Marcy Borders, a woman whose dust-covered image became a haunting emblem of the Sept. 11, 2001 attack, has died of stomach cancer at the age of 42, family members said late Monday.
John Borders, Marcy's first cousin, wrote in a Facebook post that she "unfortunately succumbed to the diseases that (have) ridden her body since 9/11."
Borders, a New Jersey native, was working for Bank of America on the 81st floor of the World Trade Center's north tower when two hijacked passenger jets slammed into the Twin Towers. Instead of staying at her desk, as her boss had ordered, she fled from the building and into a street scattered with wounded workers.
A stranger pulled her into a building lobby just as the north tower collapsed — and it was then that Agence France-Presse photographer Stan Honda captured her terrified face in a famous photo that has since been seen around the world. For the rest of her life, Borders would be known as "The Dust Lady."
In 2002, Borders told Fox News that she was traumatized by the attack and struggled to cope with her sudden fame from that deadly day.
"When I saw it, I was like: 'Oh my God, I really don't like the image America sees. It shows me,'" she said at the time. "I might have been asking God: 'What do I do? What's going on? What's happening?' It shows fear. People look at this picture and see elegance. I don't see it."

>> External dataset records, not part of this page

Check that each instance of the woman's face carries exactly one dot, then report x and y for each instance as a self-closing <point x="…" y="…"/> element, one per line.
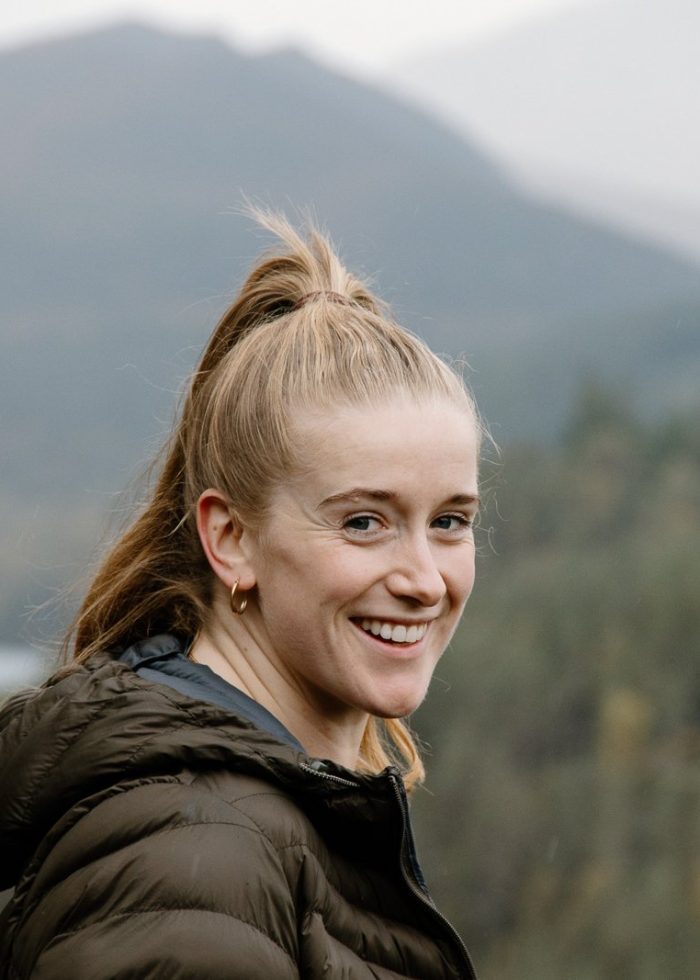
<point x="366" y="560"/>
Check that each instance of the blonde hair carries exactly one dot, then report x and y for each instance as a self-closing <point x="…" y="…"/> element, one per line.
<point x="302" y="332"/>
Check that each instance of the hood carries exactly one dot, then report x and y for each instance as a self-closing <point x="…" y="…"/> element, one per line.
<point x="99" y="723"/>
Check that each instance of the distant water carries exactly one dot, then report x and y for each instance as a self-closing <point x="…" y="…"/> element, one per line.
<point x="21" y="667"/>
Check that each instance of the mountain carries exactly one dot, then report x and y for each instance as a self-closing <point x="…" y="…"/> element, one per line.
<point x="126" y="153"/>
<point x="598" y="100"/>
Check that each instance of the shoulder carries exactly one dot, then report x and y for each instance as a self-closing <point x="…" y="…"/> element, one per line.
<point x="174" y="836"/>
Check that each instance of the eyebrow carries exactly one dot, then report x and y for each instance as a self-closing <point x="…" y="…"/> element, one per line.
<point x="358" y="493"/>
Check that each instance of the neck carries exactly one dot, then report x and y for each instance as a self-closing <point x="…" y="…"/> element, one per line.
<point x="233" y="650"/>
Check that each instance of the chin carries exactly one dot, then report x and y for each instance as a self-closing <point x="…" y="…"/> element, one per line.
<point x="398" y="706"/>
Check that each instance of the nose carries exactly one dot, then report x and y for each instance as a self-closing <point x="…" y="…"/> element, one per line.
<point x="415" y="574"/>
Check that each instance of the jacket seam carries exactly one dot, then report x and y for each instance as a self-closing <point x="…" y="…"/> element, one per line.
<point x="154" y="909"/>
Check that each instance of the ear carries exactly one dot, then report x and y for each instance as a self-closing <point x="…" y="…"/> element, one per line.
<point x="224" y="540"/>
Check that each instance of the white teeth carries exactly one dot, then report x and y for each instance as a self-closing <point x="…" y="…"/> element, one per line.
<point x="396" y="632"/>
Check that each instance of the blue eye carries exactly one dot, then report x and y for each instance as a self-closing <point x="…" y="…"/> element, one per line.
<point x="361" y="522"/>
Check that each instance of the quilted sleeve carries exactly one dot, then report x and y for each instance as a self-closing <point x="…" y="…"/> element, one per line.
<point x="158" y="881"/>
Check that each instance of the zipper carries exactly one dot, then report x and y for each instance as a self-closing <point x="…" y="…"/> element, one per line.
<point x="409" y="875"/>
<point x="338" y="780"/>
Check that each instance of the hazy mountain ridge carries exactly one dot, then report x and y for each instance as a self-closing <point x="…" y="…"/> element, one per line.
<point x="601" y="94"/>
<point x="128" y="149"/>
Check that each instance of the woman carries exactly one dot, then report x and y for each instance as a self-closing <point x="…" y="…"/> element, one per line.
<point x="215" y="787"/>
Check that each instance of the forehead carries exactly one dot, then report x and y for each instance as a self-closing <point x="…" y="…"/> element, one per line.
<point x="393" y="446"/>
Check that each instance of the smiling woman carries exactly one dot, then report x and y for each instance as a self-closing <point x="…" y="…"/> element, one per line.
<point x="214" y="784"/>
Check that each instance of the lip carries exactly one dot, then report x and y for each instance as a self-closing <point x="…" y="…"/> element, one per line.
<point x="397" y="650"/>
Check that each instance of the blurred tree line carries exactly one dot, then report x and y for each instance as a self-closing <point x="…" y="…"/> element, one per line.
<point x="561" y="827"/>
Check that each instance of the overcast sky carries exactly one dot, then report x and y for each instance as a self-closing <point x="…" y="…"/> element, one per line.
<point x="364" y="35"/>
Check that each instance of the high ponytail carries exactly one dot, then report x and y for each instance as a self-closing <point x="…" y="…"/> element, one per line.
<point x="303" y="331"/>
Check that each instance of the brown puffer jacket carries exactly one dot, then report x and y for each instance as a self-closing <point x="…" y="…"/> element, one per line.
<point x="150" y="835"/>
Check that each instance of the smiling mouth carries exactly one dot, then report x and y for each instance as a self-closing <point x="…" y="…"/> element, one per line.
<point x="393" y="632"/>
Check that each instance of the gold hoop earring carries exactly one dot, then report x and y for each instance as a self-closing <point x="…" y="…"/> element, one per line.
<point x="237" y="607"/>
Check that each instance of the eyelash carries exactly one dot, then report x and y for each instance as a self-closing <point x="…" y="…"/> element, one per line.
<point x="463" y="522"/>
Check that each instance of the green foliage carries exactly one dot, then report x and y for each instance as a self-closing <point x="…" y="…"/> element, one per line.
<point x="562" y="830"/>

Borders battled severe depression and an addiction to crack cocaine before checking into rehab in April 2011. She was diagnosed with stomach cancer in August 2014 and underwent chemotherapy. Borders told the Jersey Journal last year that she wondered whether her illness could be attributed to the attack.
"I'm saying to myself 'Did this thing ignite cancer cells in me?'" she told the paper. "I definitely believe it because I haven't had any illnesses. I don't have high blood pressure...high cholesterol, diabetes."